Als Risiko für die Familien sieht Mandak, dass sich laut Zwischenbericht zum Kinderbetreuungsgeld ein überwiegender Teil der Männer als hauptsächlicher Erhalter und Ernährer der Familie fühlt. Gerade in Zeiten steigender Arbeitslosigkeit und geänderter Erwerbsbiographien könne dies, so Mandak, zu Problemen führen. Hier müsse die Politik gegensteuern, forderte sie.

Abgeordnete Ridi Steibl (V) wies darauf hin, dass die steuerliche Absetzbarkeit von Kinderbetreuungskosten eine langjährige Forderung ihrer Partei sei, und zeigte sich darüber erfreut, dass nunmehr Bewegung in diese Frage komme. Zur Forderung der SPÖ nach einem Bundesrahmengesetz für Kinderbetreuungseinrichtungen merkte sie an, ihrer Fraktion sei es zunächst einmal wichtig, einheitliche Ausbildungskriterien und eine einheitliche soziale Absicherung für Tagesmütter zu gewährleisten, ein Anliegen, das auch SPÖ-Abgeordnete Andrea Kuntzl unterstützte.

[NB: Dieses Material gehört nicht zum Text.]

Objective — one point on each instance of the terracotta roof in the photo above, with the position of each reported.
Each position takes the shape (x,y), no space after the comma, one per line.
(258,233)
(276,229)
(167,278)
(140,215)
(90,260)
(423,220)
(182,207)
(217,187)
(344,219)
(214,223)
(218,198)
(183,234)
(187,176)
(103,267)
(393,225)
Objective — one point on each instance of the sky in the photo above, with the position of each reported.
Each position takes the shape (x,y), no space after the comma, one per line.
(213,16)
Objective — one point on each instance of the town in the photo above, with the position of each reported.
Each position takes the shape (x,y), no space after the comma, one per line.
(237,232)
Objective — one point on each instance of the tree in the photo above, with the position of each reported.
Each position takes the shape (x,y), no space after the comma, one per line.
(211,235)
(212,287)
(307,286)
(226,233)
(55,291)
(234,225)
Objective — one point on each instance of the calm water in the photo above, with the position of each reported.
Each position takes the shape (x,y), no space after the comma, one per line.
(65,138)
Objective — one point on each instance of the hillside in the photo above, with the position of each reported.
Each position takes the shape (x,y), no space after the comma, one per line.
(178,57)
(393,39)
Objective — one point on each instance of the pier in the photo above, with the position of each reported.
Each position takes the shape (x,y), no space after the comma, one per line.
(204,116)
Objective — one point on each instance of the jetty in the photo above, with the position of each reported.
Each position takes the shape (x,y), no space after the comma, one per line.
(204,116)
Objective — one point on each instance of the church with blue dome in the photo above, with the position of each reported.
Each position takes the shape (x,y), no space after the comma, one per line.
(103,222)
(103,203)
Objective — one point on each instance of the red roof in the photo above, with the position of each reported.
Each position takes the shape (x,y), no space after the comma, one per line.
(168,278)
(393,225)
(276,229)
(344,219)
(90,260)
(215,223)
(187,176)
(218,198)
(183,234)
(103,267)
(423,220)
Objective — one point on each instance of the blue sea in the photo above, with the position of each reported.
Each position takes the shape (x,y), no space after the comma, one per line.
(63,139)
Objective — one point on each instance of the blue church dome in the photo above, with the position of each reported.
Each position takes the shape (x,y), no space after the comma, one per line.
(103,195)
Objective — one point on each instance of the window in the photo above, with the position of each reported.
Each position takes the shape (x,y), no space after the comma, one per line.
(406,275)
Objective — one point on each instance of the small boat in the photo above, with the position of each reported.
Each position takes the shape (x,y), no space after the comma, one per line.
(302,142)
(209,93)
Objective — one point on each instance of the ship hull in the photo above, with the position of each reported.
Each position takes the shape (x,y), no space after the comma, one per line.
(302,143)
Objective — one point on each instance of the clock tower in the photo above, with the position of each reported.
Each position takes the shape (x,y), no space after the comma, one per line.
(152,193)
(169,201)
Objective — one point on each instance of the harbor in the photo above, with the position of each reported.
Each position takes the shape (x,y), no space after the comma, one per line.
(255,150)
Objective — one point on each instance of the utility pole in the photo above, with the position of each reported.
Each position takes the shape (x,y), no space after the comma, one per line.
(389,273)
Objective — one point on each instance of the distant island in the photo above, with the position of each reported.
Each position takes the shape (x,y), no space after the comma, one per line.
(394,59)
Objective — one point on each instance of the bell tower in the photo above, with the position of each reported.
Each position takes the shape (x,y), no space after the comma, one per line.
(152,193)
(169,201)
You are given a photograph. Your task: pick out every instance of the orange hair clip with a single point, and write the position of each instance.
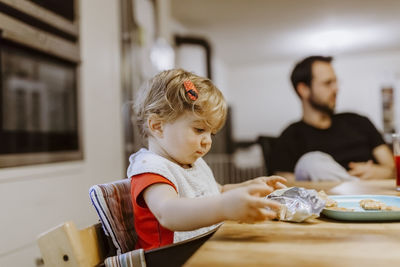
(191, 90)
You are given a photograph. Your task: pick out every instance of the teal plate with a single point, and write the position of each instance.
(359, 214)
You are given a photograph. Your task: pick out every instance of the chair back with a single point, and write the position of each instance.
(267, 143)
(112, 202)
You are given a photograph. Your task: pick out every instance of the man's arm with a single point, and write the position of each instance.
(383, 169)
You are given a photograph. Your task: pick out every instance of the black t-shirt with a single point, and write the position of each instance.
(351, 137)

Abgeordnete Barbara Rosenkranz (F) machte geltend, dass das Grundprinzip der Wahlfreiheit Pate bei der Einführung des Kinderbetreuungsgeldes gestanden sei. Ihr zufolge zeigt der jüngste Zwischenbericht zum Kinderbetreuungsgeld jedoch klar, dass Eltern die ideale Betreuung für unter Dreijährige in der Familie sehen. Als Vorurteil qualifizierte Rosenkranz das Argument, dass mit flächendeckenden Kinderbetreuungseinrichtungen für Kleinstkinder die Geburtenrate erhöht werden könnte. Wien habe schließlich eine der niedrigsten Geburtenraten Österreichs, argumentierte sie.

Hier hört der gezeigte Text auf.